All artists are concerned when they find out that their art has been reproduced or shown without their permission. Whether the art appears in print, on television, in film, or on the internet, issues of copyright infringement are more prevalent than ever. Artists who realize that their art is being used without permission should assume their artistic copyright has been violated and they should take corrective action, legal or otherwise.

The most recent C2C Arts Roundtable was held on March 11, 2015 at Post Memorial Art Reference Library and focused on the important question of artistic rights. “What Everyone Should Know About Copyrights” was presented by Donald R. Simon, J.D./LL.M, president of Simon Business Consulting, Inc. & member of Kansas City Volunteer Lawyers & Accountants for the Arts (KCVLAA). A group of 30+ artists, arts organization/business representatives, and arts advocates/supporters gathered to learn the basics of copyright law: who owns what, how much you can use of someone else’s work, what’s really “fair” about “fair use,” what happens when you sell a piece, and how to avoid disputes. Myths were debunked and famous artists’ infringements were analyzed. Questions were asked and answered! 

Didn’t make it? Just take a look at the video above. Need the executive summary? Look below: 

  • As an artist, you have exclusive right of control over your literary or artistic creations and are protected by U.S. copyright law grounded in the U.S. Constitution. This entitles you to virtual monopoly rights, to reproduce/copy and distribute, prepare derivatives works, and display or perform these works in public.
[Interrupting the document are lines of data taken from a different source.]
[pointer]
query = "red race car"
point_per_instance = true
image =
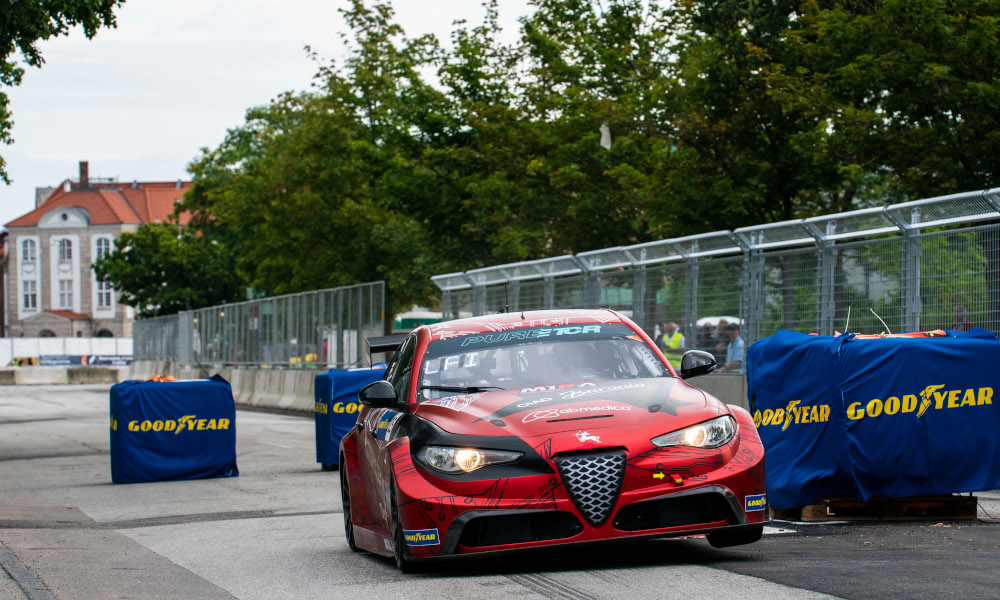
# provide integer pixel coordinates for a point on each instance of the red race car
(513, 431)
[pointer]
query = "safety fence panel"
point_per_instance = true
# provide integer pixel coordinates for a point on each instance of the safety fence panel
(919, 265)
(320, 328)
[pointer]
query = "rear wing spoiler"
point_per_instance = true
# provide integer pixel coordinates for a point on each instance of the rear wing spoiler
(387, 343)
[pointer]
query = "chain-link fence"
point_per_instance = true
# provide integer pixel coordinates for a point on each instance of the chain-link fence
(926, 264)
(325, 327)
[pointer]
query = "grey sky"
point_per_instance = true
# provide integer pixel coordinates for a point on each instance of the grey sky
(139, 101)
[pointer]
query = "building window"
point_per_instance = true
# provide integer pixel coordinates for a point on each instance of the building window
(104, 294)
(103, 247)
(30, 296)
(28, 250)
(65, 293)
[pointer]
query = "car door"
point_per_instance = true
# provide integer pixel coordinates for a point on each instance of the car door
(378, 424)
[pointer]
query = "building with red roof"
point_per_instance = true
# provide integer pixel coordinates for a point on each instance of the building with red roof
(49, 286)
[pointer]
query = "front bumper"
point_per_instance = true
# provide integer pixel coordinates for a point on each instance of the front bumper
(542, 515)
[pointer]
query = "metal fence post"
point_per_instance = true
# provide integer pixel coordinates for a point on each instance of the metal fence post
(826, 277)
(753, 289)
(910, 280)
(639, 295)
(690, 291)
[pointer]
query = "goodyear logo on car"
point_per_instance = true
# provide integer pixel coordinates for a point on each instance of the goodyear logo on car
(383, 427)
(757, 502)
(794, 414)
(421, 537)
(933, 396)
(185, 423)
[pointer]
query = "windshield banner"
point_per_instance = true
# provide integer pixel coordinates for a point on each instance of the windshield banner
(892, 417)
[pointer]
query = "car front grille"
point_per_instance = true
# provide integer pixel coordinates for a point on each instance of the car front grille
(593, 481)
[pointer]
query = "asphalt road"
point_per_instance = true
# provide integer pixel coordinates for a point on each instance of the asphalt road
(275, 532)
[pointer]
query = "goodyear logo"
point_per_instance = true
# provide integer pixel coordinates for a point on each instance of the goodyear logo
(338, 407)
(932, 396)
(758, 502)
(794, 413)
(421, 537)
(185, 423)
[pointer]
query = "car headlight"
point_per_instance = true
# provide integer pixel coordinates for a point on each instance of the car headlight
(710, 434)
(458, 460)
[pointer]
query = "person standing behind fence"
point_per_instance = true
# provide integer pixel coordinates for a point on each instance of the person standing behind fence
(673, 344)
(734, 349)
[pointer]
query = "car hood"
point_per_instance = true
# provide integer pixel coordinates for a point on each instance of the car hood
(659, 403)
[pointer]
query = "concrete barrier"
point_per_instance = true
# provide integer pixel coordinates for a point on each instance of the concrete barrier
(62, 375)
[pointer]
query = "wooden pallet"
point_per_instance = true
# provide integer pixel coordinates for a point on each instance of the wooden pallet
(916, 508)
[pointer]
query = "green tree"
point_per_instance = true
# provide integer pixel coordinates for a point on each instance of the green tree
(24, 24)
(162, 269)
(313, 190)
(909, 88)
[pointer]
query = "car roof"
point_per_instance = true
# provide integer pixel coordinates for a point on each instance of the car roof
(517, 319)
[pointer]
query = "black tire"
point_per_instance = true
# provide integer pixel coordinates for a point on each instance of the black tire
(403, 562)
(725, 539)
(345, 497)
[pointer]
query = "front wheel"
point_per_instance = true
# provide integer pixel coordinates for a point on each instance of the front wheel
(403, 562)
(724, 539)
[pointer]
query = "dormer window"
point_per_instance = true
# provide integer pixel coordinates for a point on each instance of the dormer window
(28, 250)
(103, 247)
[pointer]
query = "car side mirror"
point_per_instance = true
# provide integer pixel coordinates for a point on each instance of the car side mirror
(697, 362)
(379, 394)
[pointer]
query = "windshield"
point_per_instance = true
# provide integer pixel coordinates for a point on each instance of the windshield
(536, 356)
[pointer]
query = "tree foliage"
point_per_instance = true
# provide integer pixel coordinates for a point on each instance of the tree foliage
(605, 123)
(23, 24)
(162, 269)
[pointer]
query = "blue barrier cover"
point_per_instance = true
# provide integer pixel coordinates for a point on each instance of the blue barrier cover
(790, 374)
(892, 417)
(920, 414)
(337, 407)
(163, 431)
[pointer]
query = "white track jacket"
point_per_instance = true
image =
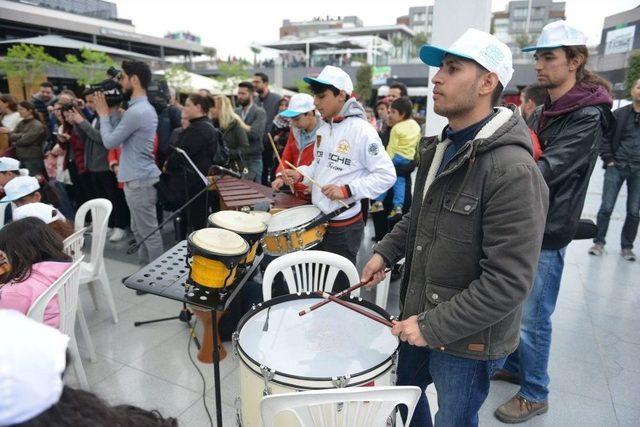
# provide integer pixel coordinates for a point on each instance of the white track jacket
(349, 152)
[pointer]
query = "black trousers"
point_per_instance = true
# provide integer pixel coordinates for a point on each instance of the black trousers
(343, 241)
(105, 185)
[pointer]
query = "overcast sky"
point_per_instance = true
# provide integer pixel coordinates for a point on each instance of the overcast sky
(231, 26)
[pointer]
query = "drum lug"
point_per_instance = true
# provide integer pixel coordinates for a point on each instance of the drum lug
(234, 339)
(267, 376)
(341, 382)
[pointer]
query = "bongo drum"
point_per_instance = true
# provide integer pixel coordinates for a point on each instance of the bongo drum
(293, 230)
(312, 352)
(216, 254)
(249, 227)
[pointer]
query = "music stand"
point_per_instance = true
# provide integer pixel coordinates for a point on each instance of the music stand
(167, 277)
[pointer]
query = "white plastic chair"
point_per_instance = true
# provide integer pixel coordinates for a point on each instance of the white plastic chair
(94, 270)
(66, 288)
(72, 246)
(342, 407)
(309, 271)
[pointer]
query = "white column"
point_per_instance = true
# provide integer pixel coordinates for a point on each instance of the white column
(450, 21)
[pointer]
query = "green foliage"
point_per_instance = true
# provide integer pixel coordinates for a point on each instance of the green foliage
(633, 73)
(90, 68)
(302, 86)
(27, 62)
(363, 82)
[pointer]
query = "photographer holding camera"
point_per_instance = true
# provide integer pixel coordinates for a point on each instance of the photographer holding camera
(135, 133)
(102, 178)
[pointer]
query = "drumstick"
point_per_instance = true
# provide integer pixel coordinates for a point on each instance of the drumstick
(356, 309)
(275, 150)
(314, 182)
(338, 295)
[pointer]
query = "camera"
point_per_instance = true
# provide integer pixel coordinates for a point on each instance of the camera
(110, 88)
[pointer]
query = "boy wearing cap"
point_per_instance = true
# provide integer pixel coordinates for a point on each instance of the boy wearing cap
(570, 126)
(298, 151)
(472, 238)
(350, 163)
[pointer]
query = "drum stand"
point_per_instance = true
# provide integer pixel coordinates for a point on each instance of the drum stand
(168, 277)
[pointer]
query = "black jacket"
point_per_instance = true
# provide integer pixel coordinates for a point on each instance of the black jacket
(570, 145)
(611, 143)
(200, 141)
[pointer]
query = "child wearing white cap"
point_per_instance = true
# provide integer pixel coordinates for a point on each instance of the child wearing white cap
(350, 163)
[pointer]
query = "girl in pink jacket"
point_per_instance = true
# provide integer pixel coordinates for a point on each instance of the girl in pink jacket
(34, 261)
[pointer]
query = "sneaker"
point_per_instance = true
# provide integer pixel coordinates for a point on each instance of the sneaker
(395, 211)
(376, 207)
(597, 249)
(628, 254)
(117, 235)
(518, 410)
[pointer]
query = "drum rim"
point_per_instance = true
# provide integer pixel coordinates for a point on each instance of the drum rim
(307, 295)
(297, 227)
(191, 245)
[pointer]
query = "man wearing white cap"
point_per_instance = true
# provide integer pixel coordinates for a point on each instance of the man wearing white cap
(472, 238)
(350, 163)
(298, 151)
(569, 126)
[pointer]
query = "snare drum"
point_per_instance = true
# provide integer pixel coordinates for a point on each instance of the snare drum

These rights last over your entire lifetime as well as 70 years beyond, and may even apply to a work you create for hire.
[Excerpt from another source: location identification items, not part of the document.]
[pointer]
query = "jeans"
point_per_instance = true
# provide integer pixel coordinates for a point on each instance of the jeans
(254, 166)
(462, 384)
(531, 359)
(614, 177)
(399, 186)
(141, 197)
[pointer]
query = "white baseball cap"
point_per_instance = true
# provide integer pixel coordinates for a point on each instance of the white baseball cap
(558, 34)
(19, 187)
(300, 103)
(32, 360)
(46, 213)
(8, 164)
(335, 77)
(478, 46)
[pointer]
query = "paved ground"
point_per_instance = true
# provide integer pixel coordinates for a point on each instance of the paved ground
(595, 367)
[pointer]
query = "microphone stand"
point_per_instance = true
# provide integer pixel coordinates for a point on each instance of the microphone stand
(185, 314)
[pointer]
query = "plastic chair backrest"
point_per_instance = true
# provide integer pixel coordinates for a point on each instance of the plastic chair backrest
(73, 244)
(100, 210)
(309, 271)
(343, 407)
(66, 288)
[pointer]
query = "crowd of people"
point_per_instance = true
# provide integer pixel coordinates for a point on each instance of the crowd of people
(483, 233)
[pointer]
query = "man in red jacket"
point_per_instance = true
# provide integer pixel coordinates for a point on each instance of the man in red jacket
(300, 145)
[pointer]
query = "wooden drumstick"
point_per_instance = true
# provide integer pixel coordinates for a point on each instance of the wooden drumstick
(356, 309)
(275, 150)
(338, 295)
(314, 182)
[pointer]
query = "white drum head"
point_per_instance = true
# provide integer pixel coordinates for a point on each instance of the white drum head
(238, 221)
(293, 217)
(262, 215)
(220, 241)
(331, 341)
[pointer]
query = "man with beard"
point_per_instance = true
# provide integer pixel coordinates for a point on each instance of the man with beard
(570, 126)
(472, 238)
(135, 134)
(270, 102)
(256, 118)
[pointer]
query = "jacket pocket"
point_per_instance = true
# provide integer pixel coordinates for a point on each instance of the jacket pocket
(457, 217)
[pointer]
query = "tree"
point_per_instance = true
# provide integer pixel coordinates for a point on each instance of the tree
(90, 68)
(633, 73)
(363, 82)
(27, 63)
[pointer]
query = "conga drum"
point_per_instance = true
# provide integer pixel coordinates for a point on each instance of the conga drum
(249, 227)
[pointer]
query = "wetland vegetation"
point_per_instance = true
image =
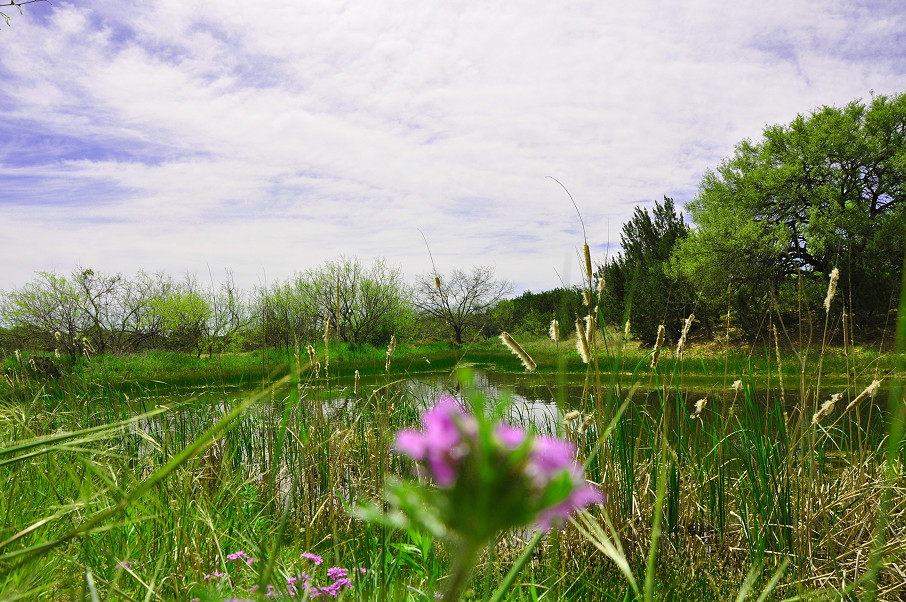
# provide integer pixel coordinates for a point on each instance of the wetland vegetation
(166, 440)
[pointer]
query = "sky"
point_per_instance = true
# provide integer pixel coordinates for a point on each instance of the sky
(268, 137)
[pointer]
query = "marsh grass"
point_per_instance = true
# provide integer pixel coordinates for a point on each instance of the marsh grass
(168, 463)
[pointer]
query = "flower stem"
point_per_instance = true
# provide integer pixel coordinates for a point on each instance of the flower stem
(462, 570)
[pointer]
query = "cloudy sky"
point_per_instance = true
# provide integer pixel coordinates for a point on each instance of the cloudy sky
(269, 136)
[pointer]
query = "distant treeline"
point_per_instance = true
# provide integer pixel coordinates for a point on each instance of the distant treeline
(822, 199)
(89, 312)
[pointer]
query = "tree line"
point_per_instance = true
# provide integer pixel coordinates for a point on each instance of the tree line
(90, 312)
(769, 226)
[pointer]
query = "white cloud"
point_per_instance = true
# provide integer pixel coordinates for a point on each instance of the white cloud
(272, 136)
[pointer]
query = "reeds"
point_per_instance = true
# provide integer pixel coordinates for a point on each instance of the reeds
(518, 351)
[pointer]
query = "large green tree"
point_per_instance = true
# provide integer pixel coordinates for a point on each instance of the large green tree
(638, 285)
(825, 191)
  • All artists should be concerned when they find out that their art has been reproduced or shown without their permission.  It is up to an artist to detect any infringements on their works. Artists who realize their art is being used without permission should assume their artistic copyright has been violated and take corrective action. Mr. Simon emphasized that many times infringement issues can be handled with a simple telephone call. While it is optional whether you register a copyright, prior to any problems, it may be the best way to go in some cases where infringement is more likely.  In either case, you would be entitled to actual damages, and if you register prior to the infringement, you may be entitled to statutory damages as well, that can be substantial.
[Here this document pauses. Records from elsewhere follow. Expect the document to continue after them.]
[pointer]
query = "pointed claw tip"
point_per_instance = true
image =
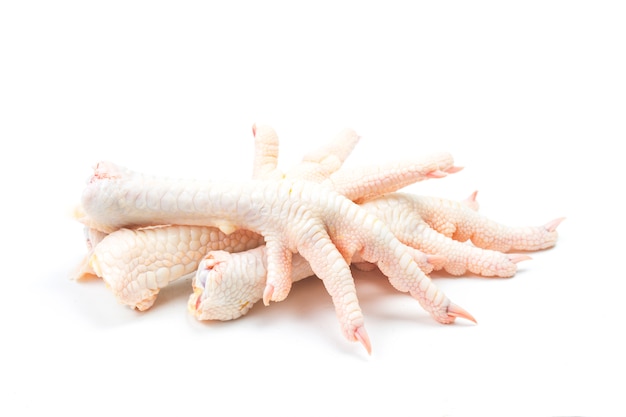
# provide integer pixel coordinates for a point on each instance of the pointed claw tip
(516, 258)
(456, 311)
(551, 226)
(436, 260)
(361, 335)
(267, 294)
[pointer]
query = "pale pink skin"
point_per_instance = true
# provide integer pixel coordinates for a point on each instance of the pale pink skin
(194, 203)
(228, 284)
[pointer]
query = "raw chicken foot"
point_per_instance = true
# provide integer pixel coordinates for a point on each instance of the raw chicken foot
(227, 285)
(293, 216)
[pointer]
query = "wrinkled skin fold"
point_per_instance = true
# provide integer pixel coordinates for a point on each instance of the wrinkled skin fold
(251, 240)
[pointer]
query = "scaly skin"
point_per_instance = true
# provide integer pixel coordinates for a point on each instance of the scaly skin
(292, 216)
(137, 264)
(225, 283)
(439, 226)
(274, 262)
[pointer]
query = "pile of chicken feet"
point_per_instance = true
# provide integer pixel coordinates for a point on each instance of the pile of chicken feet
(247, 241)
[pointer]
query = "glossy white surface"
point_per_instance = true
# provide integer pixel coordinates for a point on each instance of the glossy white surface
(529, 99)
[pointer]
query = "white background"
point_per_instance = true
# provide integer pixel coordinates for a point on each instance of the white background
(529, 98)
  • While there are some situations of “Fair Use” where your work can be used without permission or fee, these are very narrow exceptions and assessed by the courts on a case-by-case basis, so you can’t rely on any previous determinations. The distinction between what is “fair use” and what is infringement in a particular case will not always be clear or easily defined. Note: Just because you aren’t making any money does not mean it is a “fair use” of another’s work, and taking/using a photograph of someone else’s art without permission is infringement!
  • While sometimes copyright sounds a lot like plagiarism, Mr. Simon emphasized the latter was an ethical violation and the former a legal one. Each artist must analyze risks of making and selling items that borrow from others’ brands, characters, or imagery.

We look forward to having Mr. Simon return to Joplin for a future Arts Roundtable!